Somebody just told you about a vulnerability in your code. Moreover, they published a paper about it. Even worse, people have been very vocal about it.
What can you do now? The usual (and natural) reaction is to downplay the vulnerability, and try to keep it confidential. After all, publishing a vuln will make your users unsafe, and it is bad publicity for your project, right?
WRONG!
The best course of action is to communicate a lot. Here's why:
Communicate with the security researcher
Yes, I know, we security people tend to be harsh, quickly flagging a vulnerable project as "broken", "dangerous for your customers" or even "EPIC FAIL". That is, unfortunately, part of the folklore. But behind that, security researchers are often happy to help you fix the problem, so take advantage of that!
If you try to silence the researcher, you will not get any more bug reports, but your software will still be vulnerable. Worse, someone else will undoubtedly find the vulnerability, and may sell it to governments and/or criminals.
Vulnerabilities are inevitable, like bugs. Even if you're very careful, people will still find ways to break your software. Be humble and accept them, they're one of the costs of writing software. The only thing that should be on your mind when you receive a security report is protecting your users. The rest is just ego and fear of failure.
So, be open, talk to security researchers, and make it easy for them to contact you (tips: create a page dedicated to security on your website, and provide a specific email for that).
Damage control of a public vulnerability
What do you do when you discover the weakness on the news/twitter/whatever?
Communicate. Now.
Contact the researchers, contact the journalists writing about it, the users whining about the issue, write on your blog, on twitter, on facebook, on IRC, and tell them this: "we know about the issue, we're looking into it, we're doing everything we can to fix it, and we'll update you as soon as it's fixed".
This will buy you a few hours or days to fix the issue. You can't say anything else, because you probably don't know enough about the problem to formulate the right opinion. What you should not say:
- "we've seen no report of this exploited in the wild", yet
- "as far as we know, the bug is not exploitable", but soon it will be
- "the issue happens on a test server, not in production" = "we assume that the researcher didn't also test on prod servers"
- "no worries, there's a warning on our website telling that it's beta software". Beta means people are using it.
Anything you could say in the few days you got might harm your project. Take it as an opportunity to cool your head, work on the vulnerability, test regressions, find other mitigations, and plan the new release.
Once it is done, publish the security report:
Warning your users
So, now, you fixed the vulnerability. You have to tell your users about it. As time passes, more and more people will learn about the issue, so they might as well get it from you.
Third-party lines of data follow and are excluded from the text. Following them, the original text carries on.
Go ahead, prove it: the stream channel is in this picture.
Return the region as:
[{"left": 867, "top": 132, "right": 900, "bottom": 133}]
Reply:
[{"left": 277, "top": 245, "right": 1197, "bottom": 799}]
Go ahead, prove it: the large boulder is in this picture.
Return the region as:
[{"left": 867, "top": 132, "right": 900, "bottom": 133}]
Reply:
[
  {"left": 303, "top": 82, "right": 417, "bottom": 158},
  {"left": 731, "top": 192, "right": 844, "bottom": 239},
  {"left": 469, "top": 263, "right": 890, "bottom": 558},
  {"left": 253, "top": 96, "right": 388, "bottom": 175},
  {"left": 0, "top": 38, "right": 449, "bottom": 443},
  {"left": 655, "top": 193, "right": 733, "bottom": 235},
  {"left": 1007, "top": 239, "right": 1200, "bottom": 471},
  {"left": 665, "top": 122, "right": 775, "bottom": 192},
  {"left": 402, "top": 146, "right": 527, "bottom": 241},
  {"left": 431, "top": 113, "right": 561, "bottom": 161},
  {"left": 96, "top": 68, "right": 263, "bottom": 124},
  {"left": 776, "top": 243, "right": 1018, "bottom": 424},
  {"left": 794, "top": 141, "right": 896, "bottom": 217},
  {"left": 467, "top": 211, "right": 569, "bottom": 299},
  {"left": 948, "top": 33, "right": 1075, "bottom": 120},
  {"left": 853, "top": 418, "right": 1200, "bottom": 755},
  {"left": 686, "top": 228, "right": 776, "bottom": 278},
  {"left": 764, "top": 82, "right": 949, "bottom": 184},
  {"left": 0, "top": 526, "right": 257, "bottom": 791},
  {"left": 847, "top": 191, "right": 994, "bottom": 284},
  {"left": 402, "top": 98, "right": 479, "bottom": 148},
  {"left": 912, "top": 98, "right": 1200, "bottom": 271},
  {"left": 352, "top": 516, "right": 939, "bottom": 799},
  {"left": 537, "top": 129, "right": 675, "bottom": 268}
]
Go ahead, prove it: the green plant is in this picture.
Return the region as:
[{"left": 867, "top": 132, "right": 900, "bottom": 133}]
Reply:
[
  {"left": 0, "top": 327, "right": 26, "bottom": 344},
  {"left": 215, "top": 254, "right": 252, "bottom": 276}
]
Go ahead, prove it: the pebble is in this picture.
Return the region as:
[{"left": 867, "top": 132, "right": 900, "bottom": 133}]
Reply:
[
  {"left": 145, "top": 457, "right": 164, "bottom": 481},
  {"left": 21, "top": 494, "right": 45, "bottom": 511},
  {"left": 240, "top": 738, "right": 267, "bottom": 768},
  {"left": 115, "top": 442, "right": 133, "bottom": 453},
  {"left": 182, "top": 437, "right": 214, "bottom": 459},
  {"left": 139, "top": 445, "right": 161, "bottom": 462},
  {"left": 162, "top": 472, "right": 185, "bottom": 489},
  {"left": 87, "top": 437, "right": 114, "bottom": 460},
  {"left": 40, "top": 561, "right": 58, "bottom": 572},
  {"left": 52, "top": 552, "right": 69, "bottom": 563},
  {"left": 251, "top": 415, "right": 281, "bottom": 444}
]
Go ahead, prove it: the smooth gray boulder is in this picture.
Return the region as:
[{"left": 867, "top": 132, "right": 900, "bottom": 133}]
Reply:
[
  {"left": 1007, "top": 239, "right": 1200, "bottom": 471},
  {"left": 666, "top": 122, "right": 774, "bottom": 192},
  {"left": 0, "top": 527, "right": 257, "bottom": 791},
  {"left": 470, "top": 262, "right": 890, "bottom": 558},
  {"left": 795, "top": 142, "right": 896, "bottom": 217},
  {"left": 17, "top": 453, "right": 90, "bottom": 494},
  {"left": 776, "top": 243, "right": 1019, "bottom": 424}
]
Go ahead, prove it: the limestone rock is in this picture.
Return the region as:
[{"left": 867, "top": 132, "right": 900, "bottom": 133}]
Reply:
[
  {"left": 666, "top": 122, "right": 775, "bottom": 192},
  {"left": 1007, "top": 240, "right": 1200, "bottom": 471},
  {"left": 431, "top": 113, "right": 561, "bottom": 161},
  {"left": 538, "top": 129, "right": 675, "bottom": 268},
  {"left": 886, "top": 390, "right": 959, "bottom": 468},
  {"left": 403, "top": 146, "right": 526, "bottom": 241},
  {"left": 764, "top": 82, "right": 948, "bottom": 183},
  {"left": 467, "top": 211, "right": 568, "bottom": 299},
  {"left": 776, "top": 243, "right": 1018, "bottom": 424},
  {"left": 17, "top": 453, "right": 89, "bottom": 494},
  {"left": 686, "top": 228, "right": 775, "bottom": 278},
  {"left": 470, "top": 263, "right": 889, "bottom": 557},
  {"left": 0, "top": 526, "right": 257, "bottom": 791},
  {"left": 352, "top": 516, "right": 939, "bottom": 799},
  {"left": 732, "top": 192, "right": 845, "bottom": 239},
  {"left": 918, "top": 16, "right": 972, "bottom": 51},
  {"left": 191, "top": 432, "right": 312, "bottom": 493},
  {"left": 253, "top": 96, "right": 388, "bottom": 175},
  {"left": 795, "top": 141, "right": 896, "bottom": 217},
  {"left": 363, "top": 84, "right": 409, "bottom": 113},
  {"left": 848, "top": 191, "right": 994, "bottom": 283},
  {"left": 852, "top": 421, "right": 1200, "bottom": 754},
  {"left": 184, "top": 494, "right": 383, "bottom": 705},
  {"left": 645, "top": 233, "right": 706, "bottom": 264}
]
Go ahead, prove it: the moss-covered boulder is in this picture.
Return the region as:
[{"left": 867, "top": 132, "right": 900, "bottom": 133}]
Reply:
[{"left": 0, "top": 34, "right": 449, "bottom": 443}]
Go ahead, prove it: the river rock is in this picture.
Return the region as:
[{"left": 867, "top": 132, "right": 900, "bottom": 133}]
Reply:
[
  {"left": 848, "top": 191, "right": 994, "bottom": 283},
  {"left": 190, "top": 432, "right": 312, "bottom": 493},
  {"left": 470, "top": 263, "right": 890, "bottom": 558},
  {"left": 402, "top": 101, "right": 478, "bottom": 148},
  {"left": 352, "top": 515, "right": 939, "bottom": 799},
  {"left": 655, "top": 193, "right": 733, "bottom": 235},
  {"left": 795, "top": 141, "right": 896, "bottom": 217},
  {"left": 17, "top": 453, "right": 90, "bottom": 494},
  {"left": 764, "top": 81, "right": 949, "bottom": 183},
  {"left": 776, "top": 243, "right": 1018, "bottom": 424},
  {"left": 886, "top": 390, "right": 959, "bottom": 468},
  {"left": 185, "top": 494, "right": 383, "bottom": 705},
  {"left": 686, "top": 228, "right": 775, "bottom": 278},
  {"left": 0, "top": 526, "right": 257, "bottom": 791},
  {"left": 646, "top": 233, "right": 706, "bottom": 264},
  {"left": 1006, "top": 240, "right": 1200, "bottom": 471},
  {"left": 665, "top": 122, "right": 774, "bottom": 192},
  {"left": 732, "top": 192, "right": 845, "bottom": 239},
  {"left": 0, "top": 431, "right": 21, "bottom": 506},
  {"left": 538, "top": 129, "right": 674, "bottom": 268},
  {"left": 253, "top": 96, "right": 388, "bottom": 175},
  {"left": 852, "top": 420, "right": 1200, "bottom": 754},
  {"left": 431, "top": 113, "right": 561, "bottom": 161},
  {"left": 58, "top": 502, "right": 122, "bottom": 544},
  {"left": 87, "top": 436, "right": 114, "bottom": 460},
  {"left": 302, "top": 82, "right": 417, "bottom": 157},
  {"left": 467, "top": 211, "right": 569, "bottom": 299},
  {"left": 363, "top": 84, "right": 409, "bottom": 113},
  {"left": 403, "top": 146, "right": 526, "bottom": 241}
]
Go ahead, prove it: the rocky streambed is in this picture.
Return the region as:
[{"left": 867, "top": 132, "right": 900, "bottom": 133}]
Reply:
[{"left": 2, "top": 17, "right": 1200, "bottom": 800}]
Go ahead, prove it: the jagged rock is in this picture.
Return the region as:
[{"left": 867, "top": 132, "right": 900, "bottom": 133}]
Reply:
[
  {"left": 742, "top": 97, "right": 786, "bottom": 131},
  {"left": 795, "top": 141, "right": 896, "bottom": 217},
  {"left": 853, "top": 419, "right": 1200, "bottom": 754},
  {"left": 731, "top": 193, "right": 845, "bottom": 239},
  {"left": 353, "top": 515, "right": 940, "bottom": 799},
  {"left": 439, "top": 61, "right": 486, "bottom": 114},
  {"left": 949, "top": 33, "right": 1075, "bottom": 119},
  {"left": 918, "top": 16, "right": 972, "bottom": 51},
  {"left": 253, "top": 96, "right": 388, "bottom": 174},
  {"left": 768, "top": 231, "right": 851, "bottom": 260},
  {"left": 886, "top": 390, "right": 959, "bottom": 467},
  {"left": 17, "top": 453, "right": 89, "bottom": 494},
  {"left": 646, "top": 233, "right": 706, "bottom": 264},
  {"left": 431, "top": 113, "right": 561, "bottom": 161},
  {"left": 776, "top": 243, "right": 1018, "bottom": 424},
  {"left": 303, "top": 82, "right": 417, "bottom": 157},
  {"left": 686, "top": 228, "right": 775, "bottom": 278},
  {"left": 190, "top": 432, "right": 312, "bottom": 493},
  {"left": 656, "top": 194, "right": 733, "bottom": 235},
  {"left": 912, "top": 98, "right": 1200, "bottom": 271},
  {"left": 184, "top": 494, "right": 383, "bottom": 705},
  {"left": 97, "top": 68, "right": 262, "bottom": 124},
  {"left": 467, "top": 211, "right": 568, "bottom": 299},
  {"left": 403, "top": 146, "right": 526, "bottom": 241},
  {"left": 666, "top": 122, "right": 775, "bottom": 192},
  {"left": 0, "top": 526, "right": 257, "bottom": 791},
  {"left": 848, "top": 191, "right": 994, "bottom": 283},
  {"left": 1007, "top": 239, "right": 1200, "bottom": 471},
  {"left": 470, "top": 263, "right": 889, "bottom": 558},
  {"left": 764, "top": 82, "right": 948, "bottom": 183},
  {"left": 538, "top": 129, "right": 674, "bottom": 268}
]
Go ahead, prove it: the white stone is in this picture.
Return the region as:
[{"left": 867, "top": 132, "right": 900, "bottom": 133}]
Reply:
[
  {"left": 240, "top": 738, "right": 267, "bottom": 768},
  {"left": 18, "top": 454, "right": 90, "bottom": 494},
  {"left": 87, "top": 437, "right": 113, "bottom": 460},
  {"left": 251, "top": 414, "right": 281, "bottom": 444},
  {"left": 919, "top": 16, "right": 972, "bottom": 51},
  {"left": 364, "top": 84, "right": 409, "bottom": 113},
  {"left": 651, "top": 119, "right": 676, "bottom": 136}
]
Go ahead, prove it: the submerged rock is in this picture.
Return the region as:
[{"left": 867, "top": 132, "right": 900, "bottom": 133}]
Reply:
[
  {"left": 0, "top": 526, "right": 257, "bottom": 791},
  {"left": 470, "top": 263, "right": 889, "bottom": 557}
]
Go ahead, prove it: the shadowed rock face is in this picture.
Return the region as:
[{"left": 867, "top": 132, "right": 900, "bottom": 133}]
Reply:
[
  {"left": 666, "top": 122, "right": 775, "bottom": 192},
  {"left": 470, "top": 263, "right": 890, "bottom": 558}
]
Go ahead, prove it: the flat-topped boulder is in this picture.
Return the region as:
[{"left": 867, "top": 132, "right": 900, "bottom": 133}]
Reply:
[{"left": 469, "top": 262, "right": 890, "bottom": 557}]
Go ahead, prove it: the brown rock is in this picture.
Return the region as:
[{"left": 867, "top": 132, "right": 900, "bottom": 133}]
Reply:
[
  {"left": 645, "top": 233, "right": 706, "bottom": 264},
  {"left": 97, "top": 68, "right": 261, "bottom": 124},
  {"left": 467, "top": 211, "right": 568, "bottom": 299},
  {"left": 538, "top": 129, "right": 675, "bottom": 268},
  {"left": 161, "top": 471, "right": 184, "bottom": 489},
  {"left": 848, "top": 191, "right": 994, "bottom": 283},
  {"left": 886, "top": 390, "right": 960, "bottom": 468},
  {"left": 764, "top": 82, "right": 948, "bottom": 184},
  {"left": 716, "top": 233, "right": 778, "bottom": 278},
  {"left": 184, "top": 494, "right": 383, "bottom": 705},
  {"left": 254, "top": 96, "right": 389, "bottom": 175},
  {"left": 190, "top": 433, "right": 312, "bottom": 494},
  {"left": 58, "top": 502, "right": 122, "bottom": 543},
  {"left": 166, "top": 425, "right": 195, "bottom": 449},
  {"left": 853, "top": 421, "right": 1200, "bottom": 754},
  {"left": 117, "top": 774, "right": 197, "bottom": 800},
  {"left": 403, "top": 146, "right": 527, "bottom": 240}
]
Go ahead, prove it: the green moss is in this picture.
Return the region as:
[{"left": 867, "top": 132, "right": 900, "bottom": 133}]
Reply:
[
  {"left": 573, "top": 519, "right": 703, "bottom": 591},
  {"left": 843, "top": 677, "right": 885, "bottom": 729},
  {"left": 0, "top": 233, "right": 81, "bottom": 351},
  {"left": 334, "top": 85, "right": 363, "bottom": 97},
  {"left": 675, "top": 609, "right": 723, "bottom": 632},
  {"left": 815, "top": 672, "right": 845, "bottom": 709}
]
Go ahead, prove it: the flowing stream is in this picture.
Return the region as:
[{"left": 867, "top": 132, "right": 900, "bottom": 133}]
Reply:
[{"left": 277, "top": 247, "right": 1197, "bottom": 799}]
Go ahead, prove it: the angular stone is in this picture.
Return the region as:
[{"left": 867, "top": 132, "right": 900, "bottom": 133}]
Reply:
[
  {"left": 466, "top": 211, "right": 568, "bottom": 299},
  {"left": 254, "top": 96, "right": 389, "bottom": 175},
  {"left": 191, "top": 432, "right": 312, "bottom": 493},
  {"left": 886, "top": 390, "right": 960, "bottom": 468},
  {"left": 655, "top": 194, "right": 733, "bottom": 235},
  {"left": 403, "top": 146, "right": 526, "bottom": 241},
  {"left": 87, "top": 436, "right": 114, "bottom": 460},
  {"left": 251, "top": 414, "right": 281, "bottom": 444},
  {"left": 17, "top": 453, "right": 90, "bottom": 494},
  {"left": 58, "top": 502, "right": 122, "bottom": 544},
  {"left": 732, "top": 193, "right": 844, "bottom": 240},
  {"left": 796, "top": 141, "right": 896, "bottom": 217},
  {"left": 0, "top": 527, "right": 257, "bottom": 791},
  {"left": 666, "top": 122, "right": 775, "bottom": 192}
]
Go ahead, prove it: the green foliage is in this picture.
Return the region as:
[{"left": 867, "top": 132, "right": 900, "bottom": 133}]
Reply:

You should have a specific webpage for security issues. You may fear that criminals might use it to attack your software or website. Don't worry, they don't need it, they have other ways to know about software weaknesses. This webpage is for your users. It has multiple purposes:
- showing that you handle security issues
- telling which versions someone should not use
- explaining how to fix some vulnerabilities if people cannot update
For each vulnerability, here is what you should display:
- the title (probably chosen by the researcher)
- the security researcher's name
- the CVE identifier
- the chain of events:
- day of report
- dates of back and forth emails with the researcher
- day of fix
- day of release (for software)
- day of deploy (for web apps)
- the affected versions (for software, not web apps)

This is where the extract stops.